Best of all--what most touches my heart--is that a dynamic Jesus is taking Adam and Eve each by the hand and lifting them out of the grave and upward toward himself. He is personally and intimately involved in their salvation. (This particular rendition implies lifting them into the life of the Trinity.) "As recorded in John 5:24-30 Jesus teaches that it is his voice which will call the dead to life. "I tell you the truth, a time is coming and has now come when the dead will hear the voice of the Son of God and live. . . . Do not be amazed at this, for a time is coming when all who are in their graves will hear his voice and come out--those who have done good will rise to live, and those who have done evil will rise to be condemned" (vv. 25, 28-29). Jesus is teaching that one day in the future, all who are physically dead will be called by him to rise; but today Jesus calls to the spiritually dead, and those who hear his voice and come to him for life are not only quickened spiritually, but also will rise to life everlasting and not be condemned.

"My Father's will," Jesus teaches, "is that everyone who looks to the Son and believes in him shall have eternal life, and I will raise him up at the last day" (6:40).

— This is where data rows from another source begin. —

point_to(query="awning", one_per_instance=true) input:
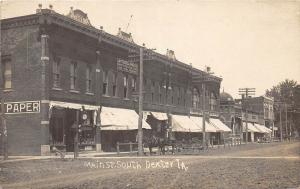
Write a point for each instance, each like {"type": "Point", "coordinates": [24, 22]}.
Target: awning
{"type": "Point", "coordinates": [220, 126]}
{"type": "Point", "coordinates": [208, 127]}
{"type": "Point", "coordinates": [158, 115]}
{"type": "Point", "coordinates": [72, 105]}
{"type": "Point", "coordinates": [251, 128]}
{"type": "Point", "coordinates": [120, 119]}
{"type": "Point", "coordinates": [182, 123]}
{"type": "Point", "coordinates": [262, 128]}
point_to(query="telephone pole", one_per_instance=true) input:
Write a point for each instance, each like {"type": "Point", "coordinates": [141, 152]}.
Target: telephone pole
{"type": "Point", "coordinates": [280, 120]}
{"type": "Point", "coordinates": [143, 55]}
{"type": "Point", "coordinates": [245, 92]}
{"type": "Point", "coordinates": [204, 116]}
{"type": "Point", "coordinates": [3, 132]}
{"type": "Point", "coordinates": [140, 126]}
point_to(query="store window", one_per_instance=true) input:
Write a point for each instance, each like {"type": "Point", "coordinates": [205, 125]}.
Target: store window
{"type": "Point", "coordinates": [114, 82]}
{"type": "Point", "coordinates": [88, 78]}
{"type": "Point", "coordinates": [196, 98]}
{"type": "Point", "coordinates": [133, 84]}
{"type": "Point", "coordinates": [73, 71]}
{"type": "Point", "coordinates": [105, 83]}
{"type": "Point", "coordinates": [7, 73]}
{"type": "Point", "coordinates": [152, 91]}
{"type": "Point", "coordinates": [56, 73]}
{"type": "Point", "coordinates": [125, 80]}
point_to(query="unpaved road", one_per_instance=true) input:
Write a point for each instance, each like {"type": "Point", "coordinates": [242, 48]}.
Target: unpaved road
{"type": "Point", "coordinates": [275, 165]}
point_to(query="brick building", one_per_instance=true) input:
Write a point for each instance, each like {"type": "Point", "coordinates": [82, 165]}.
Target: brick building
{"type": "Point", "coordinates": [55, 65]}
{"type": "Point", "coordinates": [233, 114]}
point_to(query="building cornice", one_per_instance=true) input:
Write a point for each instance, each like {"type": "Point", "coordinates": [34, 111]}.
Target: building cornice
{"type": "Point", "coordinates": [48, 17]}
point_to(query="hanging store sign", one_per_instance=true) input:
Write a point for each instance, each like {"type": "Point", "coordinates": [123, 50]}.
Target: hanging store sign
{"type": "Point", "coordinates": [22, 107]}
{"type": "Point", "coordinates": [126, 66]}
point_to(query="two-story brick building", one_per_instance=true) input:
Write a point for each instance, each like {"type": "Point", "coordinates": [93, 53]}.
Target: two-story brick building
{"type": "Point", "coordinates": [55, 65]}
{"type": "Point", "coordinates": [233, 114]}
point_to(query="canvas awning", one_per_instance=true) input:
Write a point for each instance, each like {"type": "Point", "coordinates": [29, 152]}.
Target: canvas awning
{"type": "Point", "coordinates": [262, 128]}
{"type": "Point", "coordinates": [158, 115]}
{"type": "Point", "coordinates": [120, 119]}
{"type": "Point", "coordinates": [72, 105]}
{"type": "Point", "coordinates": [251, 128]}
{"type": "Point", "coordinates": [220, 126]}
{"type": "Point", "coordinates": [208, 127]}
{"type": "Point", "coordinates": [181, 123]}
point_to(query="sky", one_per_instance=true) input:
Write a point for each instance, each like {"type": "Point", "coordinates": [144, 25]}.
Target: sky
{"type": "Point", "coordinates": [250, 43]}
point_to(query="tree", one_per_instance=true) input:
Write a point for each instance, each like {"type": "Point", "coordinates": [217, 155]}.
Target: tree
{"type": "Point", "coordinates": [287, 92]}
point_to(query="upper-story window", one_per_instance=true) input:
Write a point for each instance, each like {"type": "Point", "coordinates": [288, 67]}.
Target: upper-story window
{"type": "Point", "coordinates": [56, 72]}
{"type": "Point", "coordinates": [114, 82]}
{"type": "Point", "coordinates": [152, 91]}
{"type": "Point", "coordinates": [7, 73]}
{"type": "Point", "coordinates": [160, 93]}
{"type": "Point", "coordinates": [73, 71]}
{"type": "Point", "coordinates": [133, 84]}
{"type": "Point", "coordinates": [105, 83]}
{"type": "Point", "coordinates": [125, 80]}
{"type": "Point", "coordinates": [178, 96]}
{"type": "Point", "coordinates": [196, 98]}
{"type": "Point", "coordinates": [88, 78]}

There will be no generic resurrection in which the dead simply "rise up." Crossing over from death to life (5:24) is never a merely mechanistic consequence of some predetermined plan of God. Rather, our Savior himself comes today to speak into out hearts his call to life: "Come to me, Andrew, that you may have life!" (5:40; Matthew 11:28). And one day, even as he has done already, so he will complete the work he came for, crying, "Wake up, O sleeper, rise from the dead!" (Ephesians 5:14). He will reach his hand deep into the grave to rescue my body from death, just as he once did for my spirit.

I imagine that when we hear Jesus' voice it will be as the edict of a great and magnanimous king, knighting his valorous, faithful servant and bestowing upon him a crown. "Well done, good and faithful servant! Enter into the joy of your master" (Matthew 25:21). The whole world will be hushed in awe. Perhaps he will have a different call, different words for each one of us: "Little girl, I say to you, get up!" (Mark 5:41; note here that Jesus took her by the hand as he called her back to life). "Lazarus, come out!" (John 11:43). And for those who rise to be condemned for their self-love, evil deeds, and lack of faith--well, I cannot imagine what terror and shame the King's decree will bequeath upon them.

The King, He comes to claim His own,
To raise His fallen, flesh and bone.
The blood they’ve spilled is not for naught:
His blood their resurrection bought.